Overview
To avoid memory issue, I have converted document term matrix to sparse matrix with “matrix” package using below piece of code:
library(matrix)
documentTermMatrixFrame <- Matrix(documentTermMatrixFrame, sparse = TRUE)
but when I try to use this matrix as an input to ranger() function of “ranger” package using below code:
library(ranger)
trainSet <- documentTermMatrixFrame[1:750,]
testSet <- documentTermMatrixFrame[751:999,]

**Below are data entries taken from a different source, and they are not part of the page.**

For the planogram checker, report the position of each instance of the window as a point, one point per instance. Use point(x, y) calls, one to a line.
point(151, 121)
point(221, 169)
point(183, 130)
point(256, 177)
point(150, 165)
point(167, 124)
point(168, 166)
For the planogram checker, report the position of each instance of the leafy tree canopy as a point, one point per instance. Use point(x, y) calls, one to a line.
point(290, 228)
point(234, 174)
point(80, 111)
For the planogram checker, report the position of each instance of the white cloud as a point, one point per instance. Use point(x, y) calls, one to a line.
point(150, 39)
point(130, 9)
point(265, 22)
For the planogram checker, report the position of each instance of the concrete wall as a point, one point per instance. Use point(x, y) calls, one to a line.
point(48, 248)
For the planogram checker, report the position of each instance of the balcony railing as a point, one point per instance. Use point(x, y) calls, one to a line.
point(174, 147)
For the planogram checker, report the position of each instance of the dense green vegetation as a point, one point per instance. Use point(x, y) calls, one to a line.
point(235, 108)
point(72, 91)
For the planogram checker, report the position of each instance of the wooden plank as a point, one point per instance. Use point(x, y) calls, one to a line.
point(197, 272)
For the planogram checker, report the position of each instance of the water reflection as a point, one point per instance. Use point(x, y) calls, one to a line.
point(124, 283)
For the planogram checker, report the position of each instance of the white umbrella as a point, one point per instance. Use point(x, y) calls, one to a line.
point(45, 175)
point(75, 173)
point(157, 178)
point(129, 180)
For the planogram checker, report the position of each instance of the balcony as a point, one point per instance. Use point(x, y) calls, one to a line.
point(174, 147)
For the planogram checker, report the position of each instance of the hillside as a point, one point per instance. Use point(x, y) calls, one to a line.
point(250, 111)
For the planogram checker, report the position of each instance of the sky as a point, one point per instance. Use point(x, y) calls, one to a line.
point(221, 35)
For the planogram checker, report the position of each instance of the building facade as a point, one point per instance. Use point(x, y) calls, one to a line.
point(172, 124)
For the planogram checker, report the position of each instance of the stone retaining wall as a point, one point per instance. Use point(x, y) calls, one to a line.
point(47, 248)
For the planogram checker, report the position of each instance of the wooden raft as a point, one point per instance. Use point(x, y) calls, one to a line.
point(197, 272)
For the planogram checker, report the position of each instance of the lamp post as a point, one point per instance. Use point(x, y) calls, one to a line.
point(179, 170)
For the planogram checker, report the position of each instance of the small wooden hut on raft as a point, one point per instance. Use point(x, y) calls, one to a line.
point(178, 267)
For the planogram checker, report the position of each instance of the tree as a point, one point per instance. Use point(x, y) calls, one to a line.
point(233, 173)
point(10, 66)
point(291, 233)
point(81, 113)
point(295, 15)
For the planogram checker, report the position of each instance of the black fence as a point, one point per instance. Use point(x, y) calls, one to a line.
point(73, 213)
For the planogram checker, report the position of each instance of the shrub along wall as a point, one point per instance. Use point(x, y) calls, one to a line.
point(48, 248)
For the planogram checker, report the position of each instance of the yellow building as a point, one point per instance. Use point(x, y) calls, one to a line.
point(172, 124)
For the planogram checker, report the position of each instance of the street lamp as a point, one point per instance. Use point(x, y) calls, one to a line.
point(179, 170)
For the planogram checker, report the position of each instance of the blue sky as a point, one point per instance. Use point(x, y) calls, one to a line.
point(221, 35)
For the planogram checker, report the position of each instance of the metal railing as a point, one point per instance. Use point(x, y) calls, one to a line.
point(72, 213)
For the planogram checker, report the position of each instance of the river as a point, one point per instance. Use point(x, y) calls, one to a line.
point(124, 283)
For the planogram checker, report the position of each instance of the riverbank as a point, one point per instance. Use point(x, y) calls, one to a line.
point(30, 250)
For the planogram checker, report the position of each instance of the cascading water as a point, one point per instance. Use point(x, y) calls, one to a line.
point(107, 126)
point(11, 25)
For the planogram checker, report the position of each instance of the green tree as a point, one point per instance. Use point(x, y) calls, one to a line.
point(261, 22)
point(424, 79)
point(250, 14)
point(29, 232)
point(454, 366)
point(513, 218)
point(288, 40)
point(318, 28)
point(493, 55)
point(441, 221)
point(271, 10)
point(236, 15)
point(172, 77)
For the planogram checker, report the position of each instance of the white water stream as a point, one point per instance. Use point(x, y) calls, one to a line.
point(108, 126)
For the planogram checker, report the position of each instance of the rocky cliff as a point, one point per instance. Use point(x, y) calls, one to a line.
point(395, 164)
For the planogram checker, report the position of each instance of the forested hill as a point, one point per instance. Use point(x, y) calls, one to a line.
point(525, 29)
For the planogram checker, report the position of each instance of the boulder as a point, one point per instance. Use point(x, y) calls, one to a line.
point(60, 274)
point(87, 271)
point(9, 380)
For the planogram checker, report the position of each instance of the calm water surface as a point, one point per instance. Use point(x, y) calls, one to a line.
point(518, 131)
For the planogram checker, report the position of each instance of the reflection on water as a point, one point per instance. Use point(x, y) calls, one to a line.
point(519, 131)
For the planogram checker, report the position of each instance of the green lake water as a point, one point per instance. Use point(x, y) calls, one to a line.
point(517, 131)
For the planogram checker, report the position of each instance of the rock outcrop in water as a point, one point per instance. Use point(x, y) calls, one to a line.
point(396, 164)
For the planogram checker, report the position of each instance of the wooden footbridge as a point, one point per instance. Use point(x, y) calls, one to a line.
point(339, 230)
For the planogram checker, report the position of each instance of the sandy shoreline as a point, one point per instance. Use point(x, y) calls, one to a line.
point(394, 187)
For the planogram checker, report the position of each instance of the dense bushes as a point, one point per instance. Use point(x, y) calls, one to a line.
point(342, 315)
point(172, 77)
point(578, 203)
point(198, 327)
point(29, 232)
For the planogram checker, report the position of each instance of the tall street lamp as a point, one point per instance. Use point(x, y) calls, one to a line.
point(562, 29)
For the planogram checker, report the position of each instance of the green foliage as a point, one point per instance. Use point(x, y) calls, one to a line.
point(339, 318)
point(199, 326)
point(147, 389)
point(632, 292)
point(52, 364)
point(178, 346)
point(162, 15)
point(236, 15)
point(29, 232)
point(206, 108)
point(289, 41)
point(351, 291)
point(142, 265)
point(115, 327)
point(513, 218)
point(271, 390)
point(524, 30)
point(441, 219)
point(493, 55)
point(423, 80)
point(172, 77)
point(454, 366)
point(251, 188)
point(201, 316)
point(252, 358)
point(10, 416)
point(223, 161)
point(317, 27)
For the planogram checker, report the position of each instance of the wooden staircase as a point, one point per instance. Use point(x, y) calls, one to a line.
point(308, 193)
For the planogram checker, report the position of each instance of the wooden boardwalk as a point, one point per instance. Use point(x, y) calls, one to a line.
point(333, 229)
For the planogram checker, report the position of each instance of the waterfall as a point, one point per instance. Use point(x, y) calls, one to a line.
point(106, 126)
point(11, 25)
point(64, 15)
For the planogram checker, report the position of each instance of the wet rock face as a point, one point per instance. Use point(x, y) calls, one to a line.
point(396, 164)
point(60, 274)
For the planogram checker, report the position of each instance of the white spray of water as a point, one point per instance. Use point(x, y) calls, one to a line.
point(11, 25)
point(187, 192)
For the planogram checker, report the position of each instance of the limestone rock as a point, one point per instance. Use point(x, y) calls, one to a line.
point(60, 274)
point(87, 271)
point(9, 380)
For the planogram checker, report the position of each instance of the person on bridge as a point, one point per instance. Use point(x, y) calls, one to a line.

fit <- ranger(trainingColumnNames, data=trainSet,write.forest=TRUE)
I am getting error:
Error in as.data.frame.default(data) :
cannot coerce class "structure("dgCMatrix", package = "Matrix")" to a data.frame
Dataset
This is a sample of dataset which I am using
<html>
<table style="width:100%">
<tr>
<th>nitemid</th>
<th>sUnSpsc</th>
<th>productDescription</th>
</tr>
<tr>
<td>7460893</td>
<td>26121609Network cable </td>
<td>Category 6A, Advanced MaTriX, 4-pair, 23 AWG, U/UTP copper cable, Plenum (CMP) Rated, White, 1000ft/305m ""</td>
</tr>
<tr>
<td>7460456</td>
<td>26121709Network cable </td>
<td>Shielded marine MUD-resistant armored copper cable, category 7 S/FTP, low smoke zero halogen (LSZH), 4-pair, conductors are 22 AWG construction with foamed PE insulation, twisted in pairs</td>
</tr>
<tr>
<td>7460856</td>
<td>26121890Inter connect cable </td>
<td>1 PC. = 100 M 2 X 1.5 QMM, 100M SPECIAL DESIGN TO UL CLASS 2 YELLOW TPE OIL-RESISTANT AS-INTERFACE SHAPED CABLE</td>
</tr>
</html>
After preprocessing the description in dataset using stopword removal, punctuation removal,stemming etc... document-term matrix will be created which is in turn converted to sparse matrix.
sample of Documnent-term matrix for Dataset
terms
doc advance category ..... ..... ....... ....... ....... twist
1 1 1 0
2 0 1 1
3 0 0 0
Question
how to use sparse matrix as an input to ranger() function ?
Could anyone please help
Thanks in Advance